In 1912, Szechuan (Sichuan) Province found itself in a state of profound monetary chaos following the collapse of the Qing Dynasty and the declaration of the Republic of China. The provincial economy was saturated with a bewildering variety of currencies, a legacy of the late imperial period. These included imperial silver sycee (ingots) of inconsistent weight and purity, copper "cash" coins, and, most problematically, a flood of privately issued paper notes from local banks, merchant guilds, and even pawnshops. The lack of a centralized monetary authority meant these notes were of highly questionable value and security, leading to frequent bank runs and severe depreciation.
This fragmented system was thrown into further disarray by the political upheavals of 1911-1912. The province had been a flashpoint for the Railway Protection Movement, and its subsequent declaration of independence from the Qing government disrupted what little financial order existed. To fund military expenditures, the new Szechuan military government, under Governor-General Yin Chang-heng, authorized the massive issuance of "Military Gold Certificates" (
Junyong Jinpiao). These notes were not backed by specie reserves but by a future promise of redemption, and their rapid over-issue led to immediate and drastic inflation, severely eroding public trust in paper currency.

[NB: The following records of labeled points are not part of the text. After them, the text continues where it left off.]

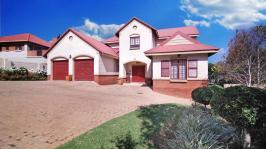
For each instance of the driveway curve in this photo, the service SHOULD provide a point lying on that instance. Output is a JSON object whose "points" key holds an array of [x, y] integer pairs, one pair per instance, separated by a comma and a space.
{"points": [[45, 114]]}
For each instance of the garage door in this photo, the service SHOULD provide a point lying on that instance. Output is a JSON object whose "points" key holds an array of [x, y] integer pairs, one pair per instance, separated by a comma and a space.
{"points": [[60, 70], [138, 73], [83, 70]]}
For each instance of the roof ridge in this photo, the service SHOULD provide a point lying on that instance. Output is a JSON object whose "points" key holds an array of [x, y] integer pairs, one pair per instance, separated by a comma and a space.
{"points": [[181, 34]]}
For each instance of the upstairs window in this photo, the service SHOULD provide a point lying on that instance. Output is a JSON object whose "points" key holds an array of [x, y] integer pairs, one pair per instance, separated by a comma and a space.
{"points": [[19, 48], [165, 68], [134, 42], [179, 69], [39, 53]]}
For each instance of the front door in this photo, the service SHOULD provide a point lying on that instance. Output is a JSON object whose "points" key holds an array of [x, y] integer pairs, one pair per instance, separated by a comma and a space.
{"points": [[138, 73]]}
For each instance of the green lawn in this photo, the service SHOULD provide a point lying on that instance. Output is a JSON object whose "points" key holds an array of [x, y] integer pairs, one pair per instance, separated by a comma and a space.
{"points": [[143, 124]]}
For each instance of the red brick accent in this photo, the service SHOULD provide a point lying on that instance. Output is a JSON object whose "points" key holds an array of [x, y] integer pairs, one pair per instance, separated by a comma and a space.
{"points": [[121, 81], [49, 77], [148, 81], [181, 89], [69, 78], [106, 79]]}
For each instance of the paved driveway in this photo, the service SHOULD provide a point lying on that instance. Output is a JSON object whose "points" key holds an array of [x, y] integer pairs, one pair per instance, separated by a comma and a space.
{"points": [[46, 114]]}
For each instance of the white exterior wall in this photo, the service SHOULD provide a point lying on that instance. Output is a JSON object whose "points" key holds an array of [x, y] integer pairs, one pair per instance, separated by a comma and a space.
{"points": [[126, 55], [20, 59], [108, 66], [202, 65], [71, 49]]}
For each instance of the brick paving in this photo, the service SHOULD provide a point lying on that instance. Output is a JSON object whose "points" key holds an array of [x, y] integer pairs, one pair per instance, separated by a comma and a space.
{"points": [[45, 114]]}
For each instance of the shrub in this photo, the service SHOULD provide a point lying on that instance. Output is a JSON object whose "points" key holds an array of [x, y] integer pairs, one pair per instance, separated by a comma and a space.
{"points": [[196, 129], [244, 107], [202, 95], [217, 93], [21, 74], [125, 142]]}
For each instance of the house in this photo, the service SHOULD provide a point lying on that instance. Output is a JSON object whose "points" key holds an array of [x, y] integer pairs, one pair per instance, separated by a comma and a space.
{"points": [[80, 57], [171, 60], [23, 50]]}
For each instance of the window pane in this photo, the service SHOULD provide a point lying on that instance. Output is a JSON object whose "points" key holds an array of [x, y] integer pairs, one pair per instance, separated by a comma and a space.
{"points": [[165, 68], [174, 72], [182, 69], [165, 64], [165, 73], [192, 64], [137, 40], [192, 73]]}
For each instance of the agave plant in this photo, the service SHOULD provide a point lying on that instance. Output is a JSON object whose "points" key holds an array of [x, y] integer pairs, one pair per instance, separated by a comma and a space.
{"points": [[196, 129]]}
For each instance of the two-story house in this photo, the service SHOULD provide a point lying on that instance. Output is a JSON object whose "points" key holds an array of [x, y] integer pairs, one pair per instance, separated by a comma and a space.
{"points": [[171, 60], [23, 50]]}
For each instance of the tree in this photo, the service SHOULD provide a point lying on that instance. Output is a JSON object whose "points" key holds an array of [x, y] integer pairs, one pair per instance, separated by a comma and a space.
{"points": [[246, 59]]}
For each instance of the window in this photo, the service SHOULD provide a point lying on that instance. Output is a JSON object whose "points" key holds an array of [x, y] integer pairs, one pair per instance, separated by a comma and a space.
{"points": [[19, 48], [178, 69], [134, 42], [39, 52], [192, 68], [164, 68]]}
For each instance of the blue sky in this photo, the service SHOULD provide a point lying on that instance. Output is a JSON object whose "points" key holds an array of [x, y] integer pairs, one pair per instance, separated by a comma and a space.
{"points": [[216, 20]]}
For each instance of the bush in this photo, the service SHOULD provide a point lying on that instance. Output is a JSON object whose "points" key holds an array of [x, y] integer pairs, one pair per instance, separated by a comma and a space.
{"points": [[244, 107], [196, 129], [202, 95], [21, 74], [124, 142], [217, 93]]}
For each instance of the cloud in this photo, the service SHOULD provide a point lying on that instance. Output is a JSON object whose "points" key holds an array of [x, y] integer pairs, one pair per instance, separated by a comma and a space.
{"points": [[98, 31], [219, 56], [231, 14], [196, 23]]}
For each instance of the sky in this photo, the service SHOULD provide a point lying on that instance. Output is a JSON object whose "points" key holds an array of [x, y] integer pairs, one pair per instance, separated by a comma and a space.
{"points": [[217, 20]]}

Consequently, by the end of 1912, Szechuan's currency situation was characterized by a vicious cycle of instability. The public, burned by worthless paper, desperately sought to transact in silver or copper, causing a hoarding crisis and a shortage of physical coinage. The coexistence of devalued official notes, untrustworthy private notes, and scarce hard currency crippled trade and exacerbated economic hardship. This monetary anarchy reflected the broader reality of early Republican China, where provincial autonomy often meant financial disorder, setting a difficult precedent for any future attempts at national currency unification.